Back in 2000, when I started Archimon, I used a Sony Mavica digital camera for all pictures. It needed 3.5" diskettes that each could contain just over 1 megabyte of data, which was about ten pictures. Utterly primitive compared to today's technology, but back then it made it possible for me to take thousands of pictures of hundreds of buildings in dozens of places and build hundreds of pages with them. Well, the scope of this website soon changed (back then I used to cover profane architecture too) and I took quite a few pages with particularly bad pictures down "for maintenance", some of which never to return, while the camera itself was replaced in February 2002 and many churches were revisited in the following years. It's a miracle some of these ancient pictures are still left on this website, let alone that there still is a whole page with them. Especially since I announced the replacement of the last page already in 2011. Obviously I was wrong.
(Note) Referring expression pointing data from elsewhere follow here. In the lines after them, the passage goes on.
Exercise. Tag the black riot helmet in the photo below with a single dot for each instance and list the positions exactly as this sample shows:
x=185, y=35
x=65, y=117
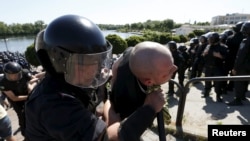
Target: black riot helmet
x=237, y=26
x=172, y=45
x=228, y=32
x=75, y=47
x=182, y=48
x=203, y=38
x=12, y=71
x=245, y=29
x=213, y=38
x=194, y=41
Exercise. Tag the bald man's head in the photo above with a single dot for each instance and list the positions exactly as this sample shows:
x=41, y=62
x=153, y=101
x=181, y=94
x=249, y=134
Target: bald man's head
x=148, y=59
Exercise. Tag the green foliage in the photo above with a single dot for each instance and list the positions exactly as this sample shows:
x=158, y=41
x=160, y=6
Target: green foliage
x=30, y=55
x=199, y=32
x=133, y=40
x=191, y=35
x=119, y=44
x=183, y=38
x=176, y=39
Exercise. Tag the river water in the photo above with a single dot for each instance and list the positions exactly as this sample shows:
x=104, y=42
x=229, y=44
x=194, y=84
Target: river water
x=20, y=44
Actually there is still one such page left. See it here if you like. The pictures still hold up quite well, but there is a reason why not all four sides of the church are shown; the north side was just too shady for the Mavica to capture it well. Eventually this page will be renewed too.
Today's subject is the page about the St. Laurentiuskerk in Breda. It had some particularly bad Mavica pictures, all made on a cloudy day, supplemented with some reasonable pictures made with my second camera, the Nikon Coolpix 995. These pictures must have saved this page. But none of these pictures are left. Since moving to Breda three years ago I've had plenty of opportunities to take new pictures. From all sides, at different times of day. My Photoshop editing on them is a bit awkward, but I still think they're an improvement. And they show the inside as well. Also the description of the church is improved a bit. Strangely, I just couldn't find much more information about this big church, a work of two major architects even.